Diferente de seus dois projetos anteriores (Nina e O Cheiro do Ralo), À Deriva apresenta uma preocupação de Dhalia com a dramaturgia como um eixo essencial para que a obra tenha força dramática e funcione independente da estética escolhida. Porque é exatamente nas questões formais que o filme evidencia as suas principais deficiências. Na tentativa de reunir o maior número de colaboradores renomados ao projeto, o diretor se coloca em uma posição delicada, pois deve reger todos esses elementos e egos para que contribuam com seu projeto, e não que realcem qualidades individuais. E o que se tem em À Deriva é uma junção de assinaturas que atrapalham no resultado do todo: Antonio Pinto fez uma trilha sonora que está em desencontro com a essência minimalista da personagem e que tenta aumentar e emoldurar um drama acima do encenado; já o estilista Alexandre Herchcovitch não trabalha na chave da contenção em termos de figurino no retrato dos personagens periféricos ao núcleo familiar, em destaque, para o exagero de tons e composição da personagem de Camilla Belle; e o diretor de fotografia Ricardo Della Rosa parece em constante busca de uma marca a cada cena ao navegar pela irregularidade de planos despojados à procura de sensações que não estão impressas ou ressaltar a granulação e as cores das locações praianas. É em meio a esses fatores que, mesmo assim, Dhalia consegue construir uma narrativa de interesse ao se voltar para a dramaturgia e ao desenvolvimento bem definido em atos de sua história.

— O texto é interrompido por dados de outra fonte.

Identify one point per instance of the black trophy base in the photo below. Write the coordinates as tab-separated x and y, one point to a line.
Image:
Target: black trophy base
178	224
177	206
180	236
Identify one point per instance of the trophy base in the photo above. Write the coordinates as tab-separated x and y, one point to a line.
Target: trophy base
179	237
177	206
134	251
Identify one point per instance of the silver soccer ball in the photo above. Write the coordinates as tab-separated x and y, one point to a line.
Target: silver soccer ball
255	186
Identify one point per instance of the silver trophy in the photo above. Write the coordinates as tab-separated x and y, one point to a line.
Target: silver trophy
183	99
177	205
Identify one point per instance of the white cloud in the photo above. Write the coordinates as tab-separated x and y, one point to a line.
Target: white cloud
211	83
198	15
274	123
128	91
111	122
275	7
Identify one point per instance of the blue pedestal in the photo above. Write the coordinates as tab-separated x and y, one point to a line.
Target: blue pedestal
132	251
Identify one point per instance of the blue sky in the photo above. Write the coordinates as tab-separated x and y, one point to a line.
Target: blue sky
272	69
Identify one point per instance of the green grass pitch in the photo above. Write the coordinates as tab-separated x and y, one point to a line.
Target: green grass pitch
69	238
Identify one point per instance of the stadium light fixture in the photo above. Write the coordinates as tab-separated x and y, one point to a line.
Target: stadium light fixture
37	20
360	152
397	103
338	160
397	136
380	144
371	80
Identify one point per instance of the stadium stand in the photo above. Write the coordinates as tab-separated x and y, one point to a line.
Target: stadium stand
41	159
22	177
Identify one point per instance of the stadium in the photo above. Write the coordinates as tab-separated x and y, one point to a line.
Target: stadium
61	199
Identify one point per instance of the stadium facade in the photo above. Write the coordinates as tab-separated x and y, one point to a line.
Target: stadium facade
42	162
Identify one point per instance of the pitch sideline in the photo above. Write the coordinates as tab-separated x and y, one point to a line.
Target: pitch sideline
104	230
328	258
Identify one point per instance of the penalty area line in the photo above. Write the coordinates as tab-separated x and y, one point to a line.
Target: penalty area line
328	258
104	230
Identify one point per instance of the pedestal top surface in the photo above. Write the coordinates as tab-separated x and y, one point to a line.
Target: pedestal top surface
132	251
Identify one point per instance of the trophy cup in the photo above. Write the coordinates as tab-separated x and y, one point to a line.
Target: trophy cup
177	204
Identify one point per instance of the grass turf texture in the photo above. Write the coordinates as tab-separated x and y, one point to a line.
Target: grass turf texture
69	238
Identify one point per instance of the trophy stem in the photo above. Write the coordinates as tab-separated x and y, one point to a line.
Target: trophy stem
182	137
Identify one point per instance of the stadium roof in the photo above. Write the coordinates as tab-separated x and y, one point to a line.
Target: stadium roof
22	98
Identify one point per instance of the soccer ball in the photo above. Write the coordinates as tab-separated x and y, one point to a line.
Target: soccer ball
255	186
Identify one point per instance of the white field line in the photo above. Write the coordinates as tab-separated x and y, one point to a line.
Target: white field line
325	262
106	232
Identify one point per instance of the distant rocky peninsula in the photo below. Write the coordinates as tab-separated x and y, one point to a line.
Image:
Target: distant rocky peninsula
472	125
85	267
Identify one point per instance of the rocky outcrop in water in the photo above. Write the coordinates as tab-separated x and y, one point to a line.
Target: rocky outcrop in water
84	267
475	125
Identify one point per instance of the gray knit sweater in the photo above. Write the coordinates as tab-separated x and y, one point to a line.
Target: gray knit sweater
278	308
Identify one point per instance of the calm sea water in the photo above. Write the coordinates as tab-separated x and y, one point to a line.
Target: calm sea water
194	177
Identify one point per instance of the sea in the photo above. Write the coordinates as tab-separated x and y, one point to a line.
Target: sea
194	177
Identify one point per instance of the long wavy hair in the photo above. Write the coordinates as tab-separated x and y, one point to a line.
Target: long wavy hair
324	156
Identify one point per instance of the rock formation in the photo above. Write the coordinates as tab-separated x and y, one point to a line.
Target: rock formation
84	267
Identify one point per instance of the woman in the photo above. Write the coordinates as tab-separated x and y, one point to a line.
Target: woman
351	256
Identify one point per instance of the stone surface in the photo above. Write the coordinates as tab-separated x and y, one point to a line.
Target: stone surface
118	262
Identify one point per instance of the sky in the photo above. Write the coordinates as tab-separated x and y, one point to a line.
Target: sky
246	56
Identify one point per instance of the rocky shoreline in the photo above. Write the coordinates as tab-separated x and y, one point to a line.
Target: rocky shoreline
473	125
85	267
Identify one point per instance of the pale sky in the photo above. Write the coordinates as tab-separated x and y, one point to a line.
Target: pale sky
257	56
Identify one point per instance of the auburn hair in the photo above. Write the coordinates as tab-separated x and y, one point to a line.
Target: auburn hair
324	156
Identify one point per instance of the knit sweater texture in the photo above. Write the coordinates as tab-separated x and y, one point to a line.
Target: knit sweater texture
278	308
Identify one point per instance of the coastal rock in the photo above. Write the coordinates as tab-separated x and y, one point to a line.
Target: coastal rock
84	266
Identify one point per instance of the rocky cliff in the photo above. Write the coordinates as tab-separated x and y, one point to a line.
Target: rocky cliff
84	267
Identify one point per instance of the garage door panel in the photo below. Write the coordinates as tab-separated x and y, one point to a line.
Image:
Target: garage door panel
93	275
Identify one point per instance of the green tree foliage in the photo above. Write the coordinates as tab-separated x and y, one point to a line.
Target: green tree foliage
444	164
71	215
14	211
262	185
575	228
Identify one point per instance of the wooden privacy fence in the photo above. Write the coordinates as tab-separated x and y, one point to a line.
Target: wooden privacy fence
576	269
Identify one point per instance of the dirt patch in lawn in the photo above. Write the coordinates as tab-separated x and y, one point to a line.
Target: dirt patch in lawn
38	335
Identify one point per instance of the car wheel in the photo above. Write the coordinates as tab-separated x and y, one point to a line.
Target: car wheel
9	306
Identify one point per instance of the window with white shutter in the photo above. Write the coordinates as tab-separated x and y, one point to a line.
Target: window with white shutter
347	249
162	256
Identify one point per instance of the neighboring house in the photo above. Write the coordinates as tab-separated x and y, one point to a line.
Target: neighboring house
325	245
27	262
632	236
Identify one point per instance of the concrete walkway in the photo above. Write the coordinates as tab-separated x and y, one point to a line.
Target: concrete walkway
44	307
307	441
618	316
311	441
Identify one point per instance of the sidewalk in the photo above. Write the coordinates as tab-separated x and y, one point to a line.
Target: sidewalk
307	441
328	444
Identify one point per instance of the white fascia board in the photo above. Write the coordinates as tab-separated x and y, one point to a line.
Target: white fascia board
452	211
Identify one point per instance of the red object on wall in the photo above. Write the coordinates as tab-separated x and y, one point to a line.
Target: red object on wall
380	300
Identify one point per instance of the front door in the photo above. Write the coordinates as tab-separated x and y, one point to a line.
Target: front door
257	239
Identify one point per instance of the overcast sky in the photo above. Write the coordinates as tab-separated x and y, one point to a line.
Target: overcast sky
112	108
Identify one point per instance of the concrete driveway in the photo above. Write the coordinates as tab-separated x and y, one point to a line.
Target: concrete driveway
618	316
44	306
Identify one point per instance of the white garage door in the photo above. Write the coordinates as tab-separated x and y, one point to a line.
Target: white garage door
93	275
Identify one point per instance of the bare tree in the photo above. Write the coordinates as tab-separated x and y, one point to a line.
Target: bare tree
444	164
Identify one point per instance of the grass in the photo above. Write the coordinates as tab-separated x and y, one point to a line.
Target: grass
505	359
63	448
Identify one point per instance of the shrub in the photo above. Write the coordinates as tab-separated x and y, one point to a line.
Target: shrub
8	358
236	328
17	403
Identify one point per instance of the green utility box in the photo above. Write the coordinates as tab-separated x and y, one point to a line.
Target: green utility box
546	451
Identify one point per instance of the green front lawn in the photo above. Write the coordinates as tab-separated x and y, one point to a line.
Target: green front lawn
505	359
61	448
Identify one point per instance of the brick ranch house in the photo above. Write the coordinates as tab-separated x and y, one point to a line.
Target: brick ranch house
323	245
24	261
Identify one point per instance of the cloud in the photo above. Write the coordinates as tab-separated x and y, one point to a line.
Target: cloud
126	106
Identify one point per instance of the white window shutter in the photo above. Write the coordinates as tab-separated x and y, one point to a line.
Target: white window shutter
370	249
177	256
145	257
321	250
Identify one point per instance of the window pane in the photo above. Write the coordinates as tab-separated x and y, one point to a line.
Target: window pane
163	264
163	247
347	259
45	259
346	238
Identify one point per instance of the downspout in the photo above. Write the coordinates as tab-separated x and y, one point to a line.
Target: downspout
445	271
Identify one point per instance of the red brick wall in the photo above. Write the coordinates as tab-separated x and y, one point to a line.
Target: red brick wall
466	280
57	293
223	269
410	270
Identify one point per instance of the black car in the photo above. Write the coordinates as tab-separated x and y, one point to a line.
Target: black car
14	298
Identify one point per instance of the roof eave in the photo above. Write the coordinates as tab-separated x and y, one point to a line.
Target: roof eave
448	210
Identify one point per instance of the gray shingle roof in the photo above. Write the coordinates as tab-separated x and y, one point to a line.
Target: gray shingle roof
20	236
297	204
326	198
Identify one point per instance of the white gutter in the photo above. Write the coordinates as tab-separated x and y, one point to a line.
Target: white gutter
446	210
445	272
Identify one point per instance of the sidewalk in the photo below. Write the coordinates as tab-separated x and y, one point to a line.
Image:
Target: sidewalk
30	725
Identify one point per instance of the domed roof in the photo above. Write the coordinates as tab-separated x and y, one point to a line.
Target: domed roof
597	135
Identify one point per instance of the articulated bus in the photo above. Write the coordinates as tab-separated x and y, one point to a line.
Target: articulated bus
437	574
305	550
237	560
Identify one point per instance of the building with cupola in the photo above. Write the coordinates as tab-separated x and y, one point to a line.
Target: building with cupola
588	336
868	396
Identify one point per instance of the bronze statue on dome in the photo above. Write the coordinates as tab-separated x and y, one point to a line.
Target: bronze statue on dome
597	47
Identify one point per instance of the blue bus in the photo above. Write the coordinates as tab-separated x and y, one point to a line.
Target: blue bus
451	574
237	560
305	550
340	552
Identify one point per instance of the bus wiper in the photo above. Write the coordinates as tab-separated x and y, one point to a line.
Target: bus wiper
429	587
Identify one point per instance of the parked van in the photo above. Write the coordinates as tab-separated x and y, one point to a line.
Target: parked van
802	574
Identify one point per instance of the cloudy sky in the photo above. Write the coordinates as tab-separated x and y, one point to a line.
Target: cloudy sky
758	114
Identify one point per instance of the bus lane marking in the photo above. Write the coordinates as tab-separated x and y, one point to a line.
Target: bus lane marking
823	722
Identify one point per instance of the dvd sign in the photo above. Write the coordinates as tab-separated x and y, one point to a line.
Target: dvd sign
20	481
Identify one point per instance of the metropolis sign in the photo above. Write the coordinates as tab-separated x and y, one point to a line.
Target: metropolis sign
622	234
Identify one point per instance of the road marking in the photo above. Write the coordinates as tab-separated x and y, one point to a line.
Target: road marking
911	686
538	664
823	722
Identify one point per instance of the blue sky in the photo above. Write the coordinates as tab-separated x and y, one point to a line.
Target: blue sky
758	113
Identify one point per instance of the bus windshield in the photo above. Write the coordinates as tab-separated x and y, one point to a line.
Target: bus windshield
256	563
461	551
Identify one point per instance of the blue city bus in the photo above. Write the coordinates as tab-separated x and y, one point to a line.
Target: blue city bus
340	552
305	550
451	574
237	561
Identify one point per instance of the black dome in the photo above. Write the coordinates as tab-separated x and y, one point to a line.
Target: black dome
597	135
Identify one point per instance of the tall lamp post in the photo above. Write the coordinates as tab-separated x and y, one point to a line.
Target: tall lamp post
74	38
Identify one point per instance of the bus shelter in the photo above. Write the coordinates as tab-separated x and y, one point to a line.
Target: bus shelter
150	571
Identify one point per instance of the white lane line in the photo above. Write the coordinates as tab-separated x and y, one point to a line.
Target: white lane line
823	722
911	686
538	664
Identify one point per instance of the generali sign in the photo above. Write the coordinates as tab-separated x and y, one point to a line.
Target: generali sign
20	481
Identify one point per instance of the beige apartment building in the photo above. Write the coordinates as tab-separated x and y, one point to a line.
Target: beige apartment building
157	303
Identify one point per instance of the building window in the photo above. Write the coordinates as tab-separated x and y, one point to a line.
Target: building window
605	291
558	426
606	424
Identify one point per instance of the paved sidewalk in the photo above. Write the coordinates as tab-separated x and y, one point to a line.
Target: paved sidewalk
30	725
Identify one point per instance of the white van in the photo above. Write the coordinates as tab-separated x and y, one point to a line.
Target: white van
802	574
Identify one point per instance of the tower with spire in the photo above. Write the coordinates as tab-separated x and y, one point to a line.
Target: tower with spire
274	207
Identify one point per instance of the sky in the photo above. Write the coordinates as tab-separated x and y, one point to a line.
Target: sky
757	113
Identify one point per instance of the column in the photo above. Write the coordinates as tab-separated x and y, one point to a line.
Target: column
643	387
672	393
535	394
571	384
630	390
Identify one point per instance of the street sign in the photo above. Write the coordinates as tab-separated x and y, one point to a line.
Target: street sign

A mise-en-scène de À Deriva faz a opção de colocar o rosto expressivo de Filipa para conduzir as emoções da história, mesmo com uma certa frieza e distanciamento característico de uma parcela do cinema de arte contemporâneo. É uma medida clara e funcional, sobretudo, pela intensidade na troca de olhares e na expressividade de rostos. Mas que acaba por ser traída quando se expõe motivações e estados psicológicos de maneira direta, como o anúncio do tema do livro do pai da jovem que revela a trama inteira em uma simples conversa. Ou seja, o filme ganha nas entrelinhas, no silêncio, mas perde quando precisa evidenciar isso de alguma forma. E é nesse sentido que À Deriva se distancia de O Pântano, de Lucrecia Martel, que radiografa a falência de uma família argentina.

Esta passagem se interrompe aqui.